Jonathan Molloy’s bound book, Lessons from Landscape, combines photographs taken on the trip to England with descriptive texts that convey a poetic sensitivity to what is seen, felt, observed, and interpreted in six categories in the British landscape: Light, Lines, Shape, Objects, Enclosure, and Thought. He writes:

This is something of a pattern book. Wandering to, through, and from the gardens of England leaves an indelible imprint of images, of sounds, of temperatures, of colors, of spaces, of light…of space. These photographs are an archive of those moments deliberately captured. The text is an attempt to understand their qualities and glean from them lessons…lessons from landscape.

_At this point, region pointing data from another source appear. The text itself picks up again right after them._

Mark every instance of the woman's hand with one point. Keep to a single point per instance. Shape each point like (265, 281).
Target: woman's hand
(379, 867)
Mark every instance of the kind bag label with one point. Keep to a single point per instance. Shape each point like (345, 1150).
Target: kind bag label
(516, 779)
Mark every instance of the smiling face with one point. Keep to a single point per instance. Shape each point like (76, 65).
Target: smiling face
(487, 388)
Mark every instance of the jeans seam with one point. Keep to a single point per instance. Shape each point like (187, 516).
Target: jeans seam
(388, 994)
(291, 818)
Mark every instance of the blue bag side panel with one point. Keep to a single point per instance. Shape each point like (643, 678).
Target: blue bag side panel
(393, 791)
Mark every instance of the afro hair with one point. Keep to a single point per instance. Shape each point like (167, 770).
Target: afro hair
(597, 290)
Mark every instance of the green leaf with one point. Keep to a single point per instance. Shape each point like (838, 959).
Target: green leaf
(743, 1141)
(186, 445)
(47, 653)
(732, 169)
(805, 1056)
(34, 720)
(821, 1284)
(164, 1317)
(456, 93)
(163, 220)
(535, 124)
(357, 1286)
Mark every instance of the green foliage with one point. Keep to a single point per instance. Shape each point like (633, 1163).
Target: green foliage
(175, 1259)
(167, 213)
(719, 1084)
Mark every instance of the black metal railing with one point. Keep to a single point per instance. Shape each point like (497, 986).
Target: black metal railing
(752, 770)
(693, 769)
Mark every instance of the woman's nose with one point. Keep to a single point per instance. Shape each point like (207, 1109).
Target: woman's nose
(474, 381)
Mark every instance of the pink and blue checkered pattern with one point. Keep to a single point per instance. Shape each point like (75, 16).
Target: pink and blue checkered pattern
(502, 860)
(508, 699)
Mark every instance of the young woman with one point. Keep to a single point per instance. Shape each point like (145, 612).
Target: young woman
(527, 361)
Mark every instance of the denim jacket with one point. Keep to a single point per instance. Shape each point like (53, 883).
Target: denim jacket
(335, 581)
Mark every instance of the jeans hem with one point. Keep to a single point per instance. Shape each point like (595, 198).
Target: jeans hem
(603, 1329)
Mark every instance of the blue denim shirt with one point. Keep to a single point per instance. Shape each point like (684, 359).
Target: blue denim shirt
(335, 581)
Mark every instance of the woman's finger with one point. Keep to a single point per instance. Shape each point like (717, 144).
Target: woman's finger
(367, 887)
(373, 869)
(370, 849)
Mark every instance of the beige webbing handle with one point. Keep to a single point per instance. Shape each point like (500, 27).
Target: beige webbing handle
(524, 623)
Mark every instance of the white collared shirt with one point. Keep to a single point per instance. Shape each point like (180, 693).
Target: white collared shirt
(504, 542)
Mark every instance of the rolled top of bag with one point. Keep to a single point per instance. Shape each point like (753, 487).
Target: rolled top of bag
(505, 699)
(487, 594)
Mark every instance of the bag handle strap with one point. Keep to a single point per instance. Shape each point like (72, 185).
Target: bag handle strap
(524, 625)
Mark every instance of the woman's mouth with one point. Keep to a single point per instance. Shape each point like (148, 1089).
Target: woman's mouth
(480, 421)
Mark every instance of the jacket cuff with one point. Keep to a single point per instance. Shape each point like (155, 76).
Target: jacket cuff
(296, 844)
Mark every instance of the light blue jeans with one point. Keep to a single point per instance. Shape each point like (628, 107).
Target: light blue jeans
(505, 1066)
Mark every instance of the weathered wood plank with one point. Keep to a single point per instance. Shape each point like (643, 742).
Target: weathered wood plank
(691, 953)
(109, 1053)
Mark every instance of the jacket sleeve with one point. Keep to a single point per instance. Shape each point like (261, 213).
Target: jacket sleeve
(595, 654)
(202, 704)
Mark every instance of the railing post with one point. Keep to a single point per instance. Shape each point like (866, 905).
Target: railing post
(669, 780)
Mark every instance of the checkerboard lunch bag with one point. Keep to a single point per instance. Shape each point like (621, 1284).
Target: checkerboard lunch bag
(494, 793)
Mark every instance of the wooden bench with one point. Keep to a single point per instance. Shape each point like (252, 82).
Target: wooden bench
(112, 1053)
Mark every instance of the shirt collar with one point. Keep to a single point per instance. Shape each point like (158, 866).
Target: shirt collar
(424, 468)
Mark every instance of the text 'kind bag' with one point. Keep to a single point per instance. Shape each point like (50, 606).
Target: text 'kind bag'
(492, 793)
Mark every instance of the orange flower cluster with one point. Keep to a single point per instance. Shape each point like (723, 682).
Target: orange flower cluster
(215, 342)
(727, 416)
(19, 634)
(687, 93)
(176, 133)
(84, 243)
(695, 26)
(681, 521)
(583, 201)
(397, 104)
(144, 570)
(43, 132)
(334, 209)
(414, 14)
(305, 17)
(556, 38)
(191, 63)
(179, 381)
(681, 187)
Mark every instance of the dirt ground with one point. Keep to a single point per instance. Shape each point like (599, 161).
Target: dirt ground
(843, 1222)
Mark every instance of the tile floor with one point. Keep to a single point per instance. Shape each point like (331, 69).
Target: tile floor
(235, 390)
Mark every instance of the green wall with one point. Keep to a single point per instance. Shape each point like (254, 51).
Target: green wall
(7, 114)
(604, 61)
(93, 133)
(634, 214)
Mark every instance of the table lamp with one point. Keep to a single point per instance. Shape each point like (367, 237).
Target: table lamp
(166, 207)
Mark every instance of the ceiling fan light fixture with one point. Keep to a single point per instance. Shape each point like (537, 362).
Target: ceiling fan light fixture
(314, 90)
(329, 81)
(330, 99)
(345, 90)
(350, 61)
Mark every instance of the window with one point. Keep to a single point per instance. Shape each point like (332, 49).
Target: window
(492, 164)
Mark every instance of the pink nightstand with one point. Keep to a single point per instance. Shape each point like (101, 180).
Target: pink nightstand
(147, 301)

This is something of a pattern book.

Wandering to, through, and from the gardens of England leaves an indelible imprint: of images, of sounds, of temperatures, of colors, of spaces, of light…of space.

These photographs are an archive of those moments deliberately captured.

The text is an attempt to understand their qualities and glean from them lessons. lessons from landscapes.

light weather, atmosphere, shadow, haze, clouds, color lines paths, ha-has, rivers, edges, views shape form, depth, texture, body objects buildings, follies, topiary, statues enclosure combes, courtyards, allays, arcades, rooms thought yield, awe, contemplation, expression

light weather, atmosphere, shadow, haze, clouds, color

I often wonder about the origins of light.

What it is, really, to us. Indeed, we can’t even answer the question scientifically…both a wave and a particle. Like gravity, it is an ineffable, unchanging constant, a truth. It is perpetually cast, out into the universe equally and indiscriminately, but forever interrupted, manipulated. Indeed, it exists, to us, only as an apparition, a trace brought to life by a surrogate. We cannot see light, we can only see what light does. A column and its shadow. A glimmer on water. Dust and casting light. Dusk and the golden hour. Night and the stars. And of course, the result is our world, which exists, to us, only through light.

There is profound beauty in this accidental and codependent dance between light and material, each realizing the other into perceptual existence. The fortunate result, for us, is beauty. The world illuminated.

Into it we cast ourselves and our creations, hoping they might reveal something in their perpetual waltz. We’re never quite sure beforehand – the specificity of the dance impossible to fully predict. And all the more beautiful because of it. Our surprise forever an inspiration.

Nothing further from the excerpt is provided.